Sebelum UU Ciptaker disahkan, pemerintah telah merevisi tarif PPh PPh yakni dengan melakukan penurunan tarif PPh Badan secara bertahap 22% (2020 & 2021) dan 20% (2022 dst), penurunan tarif PPh Badan Wajib Pajak Go Public (tarif umum – 3%), dan pemajakan transaksi elektronik. Ketiganya sudah ada di dalam UU No 2 Tahun 2020 tentang Kebijakan Keuangan Negara dan Stabilitas Sistem Keuangan Untuk Penanganan Pandemi Corona Virus Disease 2019 (Covid-19) Dan/Atau Dalam rangka Menghadapi Ancaman Yang Membahayakan Perekonomian Nasional Dan/Atau Stabilitas Sistem Keuangan Menjadi Undang-Undang.

“Bagaimana kita mendorong masyarakat untuk lebih patuh dan melaksanakan UU perpajakan secara sukarela, tanpa perlu melakukan pemeriksaan. Dan kemudahan berusaha juga ada sisi kepastian hukum di mana aturan-aturan yang ada saat ini akan selalu kita buat bahwa aturan lebih memberikan kepastian, tidak multi tafsir dan multi posisi. Jadi betul-betul  treatment perpajakan dapat dimaknai sama,” katanya dalam konferensi pers secara daring, Senin (12/10).

Menyoal isu intervensi pajak daerah dan retribusi daerah (PDRD) yang sempat muncul dalam RUU Ciptaker, Febrio Kacaribu, selaku Kepala Badan Kebijakan Fiskal (BKF) Kementerian Keuangan (Kemenkeu) menyebutkan bahwa pemerintah pusat membatalkan rencana tersebut. Dalam acara yang sama, Febrio menegaskan bahwa persoalan pajak daerah harus diletakkan dalam konteks antara hubungan pemerintah pusat dan daerah, sehingga hal ini harus dipikirkan secara hati-hati.
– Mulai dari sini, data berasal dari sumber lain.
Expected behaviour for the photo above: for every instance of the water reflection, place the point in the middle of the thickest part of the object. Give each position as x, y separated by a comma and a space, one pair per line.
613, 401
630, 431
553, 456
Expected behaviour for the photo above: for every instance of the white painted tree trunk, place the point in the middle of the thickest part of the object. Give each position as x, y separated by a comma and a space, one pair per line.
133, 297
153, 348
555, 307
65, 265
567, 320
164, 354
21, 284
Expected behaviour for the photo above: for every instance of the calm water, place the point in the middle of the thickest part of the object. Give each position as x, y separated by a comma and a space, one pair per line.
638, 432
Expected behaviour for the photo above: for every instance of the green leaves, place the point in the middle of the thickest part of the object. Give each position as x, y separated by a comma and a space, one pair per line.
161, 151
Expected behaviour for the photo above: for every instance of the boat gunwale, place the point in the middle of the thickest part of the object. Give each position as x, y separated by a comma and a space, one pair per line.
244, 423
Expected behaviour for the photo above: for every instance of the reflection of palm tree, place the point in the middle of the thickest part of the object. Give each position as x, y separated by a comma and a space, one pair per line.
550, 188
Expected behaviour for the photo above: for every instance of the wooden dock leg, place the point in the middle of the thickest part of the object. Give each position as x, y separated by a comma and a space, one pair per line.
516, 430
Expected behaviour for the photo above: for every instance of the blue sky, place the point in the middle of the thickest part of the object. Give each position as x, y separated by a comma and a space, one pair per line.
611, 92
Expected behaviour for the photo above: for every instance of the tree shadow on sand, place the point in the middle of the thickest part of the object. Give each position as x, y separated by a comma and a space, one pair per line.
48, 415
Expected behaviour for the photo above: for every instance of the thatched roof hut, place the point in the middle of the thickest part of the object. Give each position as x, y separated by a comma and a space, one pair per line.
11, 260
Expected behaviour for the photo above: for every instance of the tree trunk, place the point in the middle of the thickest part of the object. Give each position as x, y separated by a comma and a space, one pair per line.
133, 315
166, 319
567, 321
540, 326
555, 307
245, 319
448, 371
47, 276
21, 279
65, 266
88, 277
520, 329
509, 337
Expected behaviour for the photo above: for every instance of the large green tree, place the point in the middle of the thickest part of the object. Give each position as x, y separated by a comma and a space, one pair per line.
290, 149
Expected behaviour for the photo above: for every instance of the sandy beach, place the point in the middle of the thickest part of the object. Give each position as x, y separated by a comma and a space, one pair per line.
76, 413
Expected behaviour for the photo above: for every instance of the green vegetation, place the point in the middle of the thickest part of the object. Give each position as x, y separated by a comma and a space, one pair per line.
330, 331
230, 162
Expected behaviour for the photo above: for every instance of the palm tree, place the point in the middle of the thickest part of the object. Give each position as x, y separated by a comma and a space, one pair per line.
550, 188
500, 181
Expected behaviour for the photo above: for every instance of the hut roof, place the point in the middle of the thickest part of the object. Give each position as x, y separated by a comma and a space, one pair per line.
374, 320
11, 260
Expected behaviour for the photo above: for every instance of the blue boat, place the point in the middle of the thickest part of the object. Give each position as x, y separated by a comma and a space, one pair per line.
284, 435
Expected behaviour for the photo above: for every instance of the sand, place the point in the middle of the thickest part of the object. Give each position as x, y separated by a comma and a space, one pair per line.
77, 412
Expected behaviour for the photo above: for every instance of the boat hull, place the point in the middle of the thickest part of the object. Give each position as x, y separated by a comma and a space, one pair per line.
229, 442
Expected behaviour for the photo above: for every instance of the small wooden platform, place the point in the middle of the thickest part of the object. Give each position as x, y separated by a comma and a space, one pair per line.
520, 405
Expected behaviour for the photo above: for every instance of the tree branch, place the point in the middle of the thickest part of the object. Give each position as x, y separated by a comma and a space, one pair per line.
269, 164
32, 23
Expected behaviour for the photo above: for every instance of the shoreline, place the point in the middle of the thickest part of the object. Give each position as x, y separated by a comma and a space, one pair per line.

“Harus dalam bentuk seperti apa nanti pengaturannya, memang saya tidak bisa memberikan jawaban detail, dan dilihat secara keseluruhan, bagaimana pun pusat dan daerah, fokusnya adalah memastikan bahwa hubungan itu ada dalam bentuk kesinambungan dan kesinkronan antara pembangunan yang akan kita lakukan. Dalam konteks ini ada transfer daerah yang sangat besar dari APBN tiap tahun, perlu lihat sinkronisasi nasional dgn pertumbuhan ekonomi daerah yang bisa digunakan dan dihitung dengan menyiapkan TKDD sebagai instrument dan hubungan fiskal antara pusat daerah sebagai instrument pertumbuhan ekonomi, ini tujuan besarnya. Jadi masih harus dilihat semua,” imbuhnya.

Terkait hal ini, Febrio mengaku jika pemerintah masih melakukan kajian secara mendalam. Jika persoalan tersebut tidak dituangkan dalam UU Ciptaker, maka ketentuan intervensi pajak dan retribusi daerah bisa diatur dalam regulasi yang lain.

“Itu nanti akan kita lihat, enggak bisa komentar. Ini bagian dari reform yang berkelanjutan, bukan karena UU Ciptaker. Memang hubungan fiskal daerah bagian dari reform yang berkelanjutan, bisa saja UU yang mengatur itu dalam waktu dekat, atau mungkin tahun depan. Bisa lihat nanti, sekarang belum bisa terlalu detail,” pungkasnya.